The Wake County Sheriff’s Office is training Wilson County deputies to use a radio tracking system for people with disabilities.

Instructors say Project Lifesaver can help rescuers save precious time when it matters most.

“Project lifesaver is a rapid response team that finds individuals with cognitive impairments that have wandered away from their caregivers, that otherwise cannot find their way home,” Wake County Sheriff’s Deputy Laura Driver said.

Deputies from Wilson County traveled to Pullen Park on Wednesday to train to use the equipment.

Patients enrolled in Project Lifesaver wear wristbands that send out radio waves, allowing rescuers to follow a receiver that picks up the band’s signal.

Wilson deputies ran through mock rescues with the equipment, winding their way through the park until finally making their way to the target.

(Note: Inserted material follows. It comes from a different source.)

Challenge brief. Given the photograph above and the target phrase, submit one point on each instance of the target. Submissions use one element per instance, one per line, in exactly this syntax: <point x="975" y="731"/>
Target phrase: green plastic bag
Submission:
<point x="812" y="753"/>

On Wednesday, it was another deputy waiting patiently – but in a real rescue the stakes would be far higher.

“For individuals that have cognitive impairments that can’t find their way home, it’s important for us to be able to not only find the individuals, but find them quickly before they accidentally harm themselves,” Driver said.

Laura Driver has been teaching agencies to use Project Lifesaver for 16 years, and seen rescues where teams have found patients in as little as four minutes, keeping a family’s scary situation from becoming much worse.

“Huge difference,” Driver said. “That individual could have laid there overnight in freezing temperatures and we would have had very negative results otherwise.”

Wake deputies told WRAL News that for rural areas like Wilson, Project Lifesaver could be a crucial tool, allowing rescuers to keep hope alive if conventional GPS trackers should fail.

“It’s amazing, it’s phenomenal,” Driver said. “Project Lifesaver has had over 3000 rescues, they say that every person has been found alive with this equipment, and their average recovery time they state is within under 30 minutes.”

Driver said Wilson deputies would train at Pullen Park through the rest of the week before taking on patients.